Losing hope

Posted , 5 users are following.

I'm not sure what I'm looking for. I want something to give me a quick fix but I know that's not possible. I was taking citalopram for a little over 4 months. Was on it before and it really helped so went back on it when my anxiety crept back again. This Time however it was horrific. Made me so much worse than before, I was filled with such constant fear and panic attacks that I became worse than when I started and stopped being able to go out completely.

I switched to sertaline almost 4 weeks ago 50mg and I would say it's got a bit better. I'm going out more but only for short bursts and I'm always on edge. I'm never anxiety free and relaxed and I just want a break from this. I'm just losing hope and keep thinking this is my life now and I don't want it to be. I was so social and happy before I just couldnt cope with stress very well. Now I'm just existing. I've cut out caffeine stopped drinking and smoking, taken up yoga read self help books and listened to hypnotic tapes but nothing is working. I don't know if this is me or the drugs anymore. I want to go back to work and just go to the pub and get my life back.

0 likes, 7 replies

7 Replies

  • Posted

    I would go up in mg. They say it's a good one. I couldn't take it. My husband is on it. He Has done well. I think once you get to 150mg you will feel like a new person.

    • Posted

      Sertraline by far is one of the safest antidepressant drugs there is. I had been on 50 mg for 4 years and only weaned off slowly recently as i wanted out. It worked well for me. But now i am suffering horrible withdrawal symptoms. I cry a lot, feel fatigued and drained and altogether terrible but i made a promise to myself that i will never again go back on it ever, come what may. I am positive i will get out of this but it will need all the mental strength i have.
  • Posted

    Hi lara

    iv been on 100mg for 10 weeks now and have found it to be really good. My anxiety is  all but gone.  I'd say up your dose to 100 as 50 is the starter dose on this med. it will work it's just a waiting game but the good times will defo come soon. Hang in there we are all here to support you. I like you had really bad anxiety a couple of months ago, I could even leave my bed, but now I'm a different person altogether thanks to this med. I would also say force yourself to be busy no matter how hard it is. I did and it helped get me back on track. 

    Best of luck

    • Posted

      Thank you it's so helpful to hear positive stories. I keep forgetting I've only been on sertaline for 4 weeks but I've been fighting this for many more months on citalopram so it feels like forever.

    • Posted

      Hi,

      How long at 100mg did it take you to start having good days again?

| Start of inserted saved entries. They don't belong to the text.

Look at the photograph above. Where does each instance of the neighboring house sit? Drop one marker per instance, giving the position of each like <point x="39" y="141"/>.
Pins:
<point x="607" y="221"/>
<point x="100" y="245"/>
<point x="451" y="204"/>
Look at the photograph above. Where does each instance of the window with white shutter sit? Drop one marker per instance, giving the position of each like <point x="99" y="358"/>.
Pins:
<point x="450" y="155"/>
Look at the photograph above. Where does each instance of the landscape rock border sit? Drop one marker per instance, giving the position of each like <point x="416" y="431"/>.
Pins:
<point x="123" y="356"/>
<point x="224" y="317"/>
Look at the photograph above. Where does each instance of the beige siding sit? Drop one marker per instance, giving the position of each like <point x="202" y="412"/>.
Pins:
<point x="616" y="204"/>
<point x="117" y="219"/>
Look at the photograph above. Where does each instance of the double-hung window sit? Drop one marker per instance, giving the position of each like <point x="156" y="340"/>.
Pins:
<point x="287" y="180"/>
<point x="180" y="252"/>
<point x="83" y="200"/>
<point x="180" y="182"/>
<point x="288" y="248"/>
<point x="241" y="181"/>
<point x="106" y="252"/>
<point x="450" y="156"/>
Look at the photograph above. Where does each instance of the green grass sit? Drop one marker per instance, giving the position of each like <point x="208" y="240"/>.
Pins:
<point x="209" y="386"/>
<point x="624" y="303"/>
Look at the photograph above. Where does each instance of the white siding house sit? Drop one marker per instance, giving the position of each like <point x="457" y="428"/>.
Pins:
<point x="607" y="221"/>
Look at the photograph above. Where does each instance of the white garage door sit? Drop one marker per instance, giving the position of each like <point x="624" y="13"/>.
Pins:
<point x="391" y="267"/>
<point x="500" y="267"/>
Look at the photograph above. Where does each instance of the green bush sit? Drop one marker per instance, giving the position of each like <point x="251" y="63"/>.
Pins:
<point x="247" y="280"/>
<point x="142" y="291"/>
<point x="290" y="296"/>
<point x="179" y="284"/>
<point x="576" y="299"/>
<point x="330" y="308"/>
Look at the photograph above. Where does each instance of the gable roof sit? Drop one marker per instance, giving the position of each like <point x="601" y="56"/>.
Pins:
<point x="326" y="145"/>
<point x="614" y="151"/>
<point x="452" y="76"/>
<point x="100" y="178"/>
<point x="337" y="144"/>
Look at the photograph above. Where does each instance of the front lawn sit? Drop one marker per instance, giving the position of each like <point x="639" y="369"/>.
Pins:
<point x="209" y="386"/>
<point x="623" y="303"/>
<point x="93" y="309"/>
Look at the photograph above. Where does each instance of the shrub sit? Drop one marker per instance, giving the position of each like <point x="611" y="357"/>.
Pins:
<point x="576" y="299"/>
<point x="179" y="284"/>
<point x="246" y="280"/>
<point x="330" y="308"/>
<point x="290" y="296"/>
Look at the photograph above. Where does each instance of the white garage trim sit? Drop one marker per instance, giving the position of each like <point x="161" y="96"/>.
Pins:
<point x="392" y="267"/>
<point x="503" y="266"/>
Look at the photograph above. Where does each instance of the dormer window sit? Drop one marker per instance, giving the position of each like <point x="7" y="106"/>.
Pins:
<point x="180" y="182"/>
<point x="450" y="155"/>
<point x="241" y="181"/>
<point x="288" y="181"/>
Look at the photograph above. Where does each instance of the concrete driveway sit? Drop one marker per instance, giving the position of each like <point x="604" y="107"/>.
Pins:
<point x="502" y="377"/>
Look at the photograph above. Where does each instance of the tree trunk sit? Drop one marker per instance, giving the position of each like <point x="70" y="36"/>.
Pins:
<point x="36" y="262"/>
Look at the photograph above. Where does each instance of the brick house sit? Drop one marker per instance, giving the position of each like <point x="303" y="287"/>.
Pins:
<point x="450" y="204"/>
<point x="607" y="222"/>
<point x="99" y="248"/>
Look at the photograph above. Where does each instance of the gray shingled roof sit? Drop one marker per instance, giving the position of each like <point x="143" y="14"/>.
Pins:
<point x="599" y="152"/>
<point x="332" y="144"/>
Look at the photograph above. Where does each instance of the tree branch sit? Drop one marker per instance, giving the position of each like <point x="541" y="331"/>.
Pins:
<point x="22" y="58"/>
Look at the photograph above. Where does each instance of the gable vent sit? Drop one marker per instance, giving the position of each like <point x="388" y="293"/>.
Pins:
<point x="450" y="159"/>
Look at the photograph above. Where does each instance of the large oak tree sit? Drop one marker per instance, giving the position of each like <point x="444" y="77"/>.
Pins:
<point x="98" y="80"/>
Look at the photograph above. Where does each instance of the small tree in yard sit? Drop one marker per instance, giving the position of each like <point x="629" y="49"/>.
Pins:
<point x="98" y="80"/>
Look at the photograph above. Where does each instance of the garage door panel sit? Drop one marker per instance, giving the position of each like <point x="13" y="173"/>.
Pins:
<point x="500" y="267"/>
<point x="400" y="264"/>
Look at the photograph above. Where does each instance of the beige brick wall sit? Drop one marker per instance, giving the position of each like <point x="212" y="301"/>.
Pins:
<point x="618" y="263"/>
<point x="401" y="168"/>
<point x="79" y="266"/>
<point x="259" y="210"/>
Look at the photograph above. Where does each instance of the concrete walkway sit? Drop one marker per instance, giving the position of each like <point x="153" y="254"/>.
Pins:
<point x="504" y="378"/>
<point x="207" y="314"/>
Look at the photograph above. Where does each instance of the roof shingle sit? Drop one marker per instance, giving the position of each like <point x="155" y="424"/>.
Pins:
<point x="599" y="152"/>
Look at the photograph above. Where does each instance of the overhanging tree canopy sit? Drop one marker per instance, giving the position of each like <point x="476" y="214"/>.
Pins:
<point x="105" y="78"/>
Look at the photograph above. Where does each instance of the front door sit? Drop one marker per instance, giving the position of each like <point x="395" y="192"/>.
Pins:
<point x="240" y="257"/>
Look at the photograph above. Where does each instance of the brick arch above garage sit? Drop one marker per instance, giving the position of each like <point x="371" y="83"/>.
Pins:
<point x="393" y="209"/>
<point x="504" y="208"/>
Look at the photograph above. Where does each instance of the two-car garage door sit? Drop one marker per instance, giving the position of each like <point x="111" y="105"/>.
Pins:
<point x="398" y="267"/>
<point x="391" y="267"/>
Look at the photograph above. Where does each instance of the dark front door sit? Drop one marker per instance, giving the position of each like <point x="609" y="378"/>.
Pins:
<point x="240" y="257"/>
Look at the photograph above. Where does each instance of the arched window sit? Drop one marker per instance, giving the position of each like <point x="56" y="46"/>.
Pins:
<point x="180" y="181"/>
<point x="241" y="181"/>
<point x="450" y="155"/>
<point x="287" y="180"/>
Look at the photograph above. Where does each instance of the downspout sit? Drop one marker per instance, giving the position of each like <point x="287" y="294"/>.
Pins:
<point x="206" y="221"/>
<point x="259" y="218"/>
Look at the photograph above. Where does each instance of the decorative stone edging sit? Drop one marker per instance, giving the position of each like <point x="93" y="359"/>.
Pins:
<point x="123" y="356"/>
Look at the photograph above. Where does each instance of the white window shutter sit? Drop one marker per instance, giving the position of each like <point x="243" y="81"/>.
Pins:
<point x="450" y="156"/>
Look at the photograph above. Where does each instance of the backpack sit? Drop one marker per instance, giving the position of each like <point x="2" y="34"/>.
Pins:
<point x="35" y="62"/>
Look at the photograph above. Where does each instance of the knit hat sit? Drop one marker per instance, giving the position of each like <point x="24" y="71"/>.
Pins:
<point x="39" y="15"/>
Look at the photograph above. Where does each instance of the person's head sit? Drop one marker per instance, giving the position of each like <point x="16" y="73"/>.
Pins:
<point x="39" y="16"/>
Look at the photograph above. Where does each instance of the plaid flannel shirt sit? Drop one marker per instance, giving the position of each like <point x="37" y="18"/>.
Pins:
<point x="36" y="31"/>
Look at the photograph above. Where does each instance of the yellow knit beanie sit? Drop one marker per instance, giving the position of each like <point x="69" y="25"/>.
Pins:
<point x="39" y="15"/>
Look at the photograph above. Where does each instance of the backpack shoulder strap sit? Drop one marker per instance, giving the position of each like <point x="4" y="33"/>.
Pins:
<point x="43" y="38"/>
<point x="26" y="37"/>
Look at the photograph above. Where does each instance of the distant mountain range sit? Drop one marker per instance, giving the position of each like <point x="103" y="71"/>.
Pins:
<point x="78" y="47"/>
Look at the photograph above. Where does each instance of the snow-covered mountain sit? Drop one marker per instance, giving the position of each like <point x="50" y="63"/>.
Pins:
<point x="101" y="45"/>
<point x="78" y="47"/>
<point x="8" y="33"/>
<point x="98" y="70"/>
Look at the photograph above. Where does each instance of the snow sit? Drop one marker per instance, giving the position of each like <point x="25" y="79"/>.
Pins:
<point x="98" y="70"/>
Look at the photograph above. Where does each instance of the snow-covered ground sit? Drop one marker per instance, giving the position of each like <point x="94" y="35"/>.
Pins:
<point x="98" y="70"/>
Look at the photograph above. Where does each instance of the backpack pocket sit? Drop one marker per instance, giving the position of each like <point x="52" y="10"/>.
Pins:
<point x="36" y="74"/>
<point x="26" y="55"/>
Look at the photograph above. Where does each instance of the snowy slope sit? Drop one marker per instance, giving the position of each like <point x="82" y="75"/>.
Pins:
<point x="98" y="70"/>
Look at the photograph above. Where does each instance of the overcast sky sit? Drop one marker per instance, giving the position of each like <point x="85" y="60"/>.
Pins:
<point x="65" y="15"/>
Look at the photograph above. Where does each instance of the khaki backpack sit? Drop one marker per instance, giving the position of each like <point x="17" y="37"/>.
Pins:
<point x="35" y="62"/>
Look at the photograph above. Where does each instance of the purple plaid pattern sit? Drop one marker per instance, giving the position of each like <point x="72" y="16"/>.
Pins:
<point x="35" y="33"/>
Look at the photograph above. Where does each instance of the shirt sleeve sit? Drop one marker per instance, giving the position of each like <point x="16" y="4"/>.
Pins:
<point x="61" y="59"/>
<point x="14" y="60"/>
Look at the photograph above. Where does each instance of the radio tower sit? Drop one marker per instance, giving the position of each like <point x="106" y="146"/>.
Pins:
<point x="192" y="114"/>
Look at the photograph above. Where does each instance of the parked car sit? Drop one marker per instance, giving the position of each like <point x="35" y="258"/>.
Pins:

      I have beem taking 100 mg of Zoloft for 5 weeks. The anxiety has lessened, but the depresson is still bad. Not as bad as it was though.

    • Posted

      Hi. It took around 7-8 weeks for me to start feeling like my old self again. The  key is to force yourself to get busy which really helps. These drugs work best when combined with self help. Good luck and hang in there the good times will come 
  • Posted

    I can understand your problem so well. I weaned off on the Sertraline 50 mg which i took for 4 years. I stopped it completely 2 months ago and now am in the worst state possible. I wish i had never got on the drug in the first place. I cry for no reason at all. Anything is enough to set me off. I feel drained and totally helpless. I have friends who i talk to and pray regularly. I would do anything to be my normal self again. But i know for sure that inspite of the way i feel now i can and will get better. So hang in there. Force yourself to go out and talk to people. I do deep breathing exercises and meditation as much as i can. I also go to the gym. Nothing is impossible but the strength has to come from within. Counselling also helps but try and stay off the drugs please.